Oddly, though, his proposed solution is to make Ph.D.'s much easier (and faster) to achieve. By setting degree completion at a determinate length, like the three years of law school, he hopes to open up the doctorate to people who currently self-select out. The upside would be a greater likelihood of diverse approaches to scholarship. Why an already-flooded market would benefit from an even greater influx, though, is not entirely clear. Given that the liberal arts Ph.D. is largely unrecognized as an asset outside of academia, and given that the supply curve left the demand curve in the dust decades ago, one would expect that increasing the supply would be the last thing you'd want to do.
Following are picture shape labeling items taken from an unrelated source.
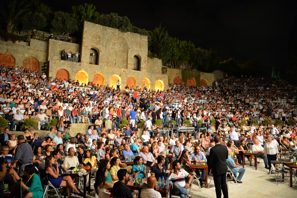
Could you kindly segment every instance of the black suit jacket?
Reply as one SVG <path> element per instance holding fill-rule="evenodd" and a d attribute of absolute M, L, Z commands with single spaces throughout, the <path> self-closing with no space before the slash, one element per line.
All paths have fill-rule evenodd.
<path fill-rule="evenodd" d="M 227 163 L 228 149 L 225 146 L 220 144 L 215 145 L 210 149 L 209 162 L 210 163 L 211 172 L 214 175 L 221 175 L 227 173 Z"/>

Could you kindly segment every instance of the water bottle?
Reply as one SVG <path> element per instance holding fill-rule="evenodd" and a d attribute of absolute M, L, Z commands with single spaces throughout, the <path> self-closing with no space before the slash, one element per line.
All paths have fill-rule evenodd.
<path fill-rule="evenodd" d="M 162 183 L 161 182 L 161 177 L 159 177 L 159 179 L 158 180 L 158 185 L 159 185 L 159 189 L 160 189 L 161 186 L 162 186 Z"/>
<path fill-rule="evenodd" d="M 167 177 L 167 179 L 166 181 L 166 189 L 168 189 L 169 188 L 169 178 Z"/>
My best guess at an interpretation is that Menand considers groupthink a greater problem than unemployment. I suspect that solving the unemployment problem would also solve most of the groupthink problem. History will decide.
Given Menand's well-deserved prominence, I hoped he would have used the opportunity to address the root causes of the crisis of higher ed. He gestured towards some of them with his discussions of demographics and the anomalous growth rates of the 1960's, but simply didn't address the productivity trap of measuring learning in units of seat time. He also left out most of the competing demands for public dollars, and offered only a glancing gesture at the political climate of the last thirty years. Dispiritingly, he attributed much of the economic problem to more students majoring in business. At the cc level, at least, that's mostly irrelevant; even business majors have to take gen ed classes. The real story is the farming out of the gen eds to adjuncts, which is made possible by the overproduction of ABD's and Ph.D.'s. Supply and demand curves have a funny way of finding equilibria, even if they aren't where we wish they were.
I'll give Menand credit for his usual readability, and for an unusual level of self-awareness. As advertised, his book gives an elite-faculty-eye view of the trajectory of the liberal arts in America. It just could have been so much more.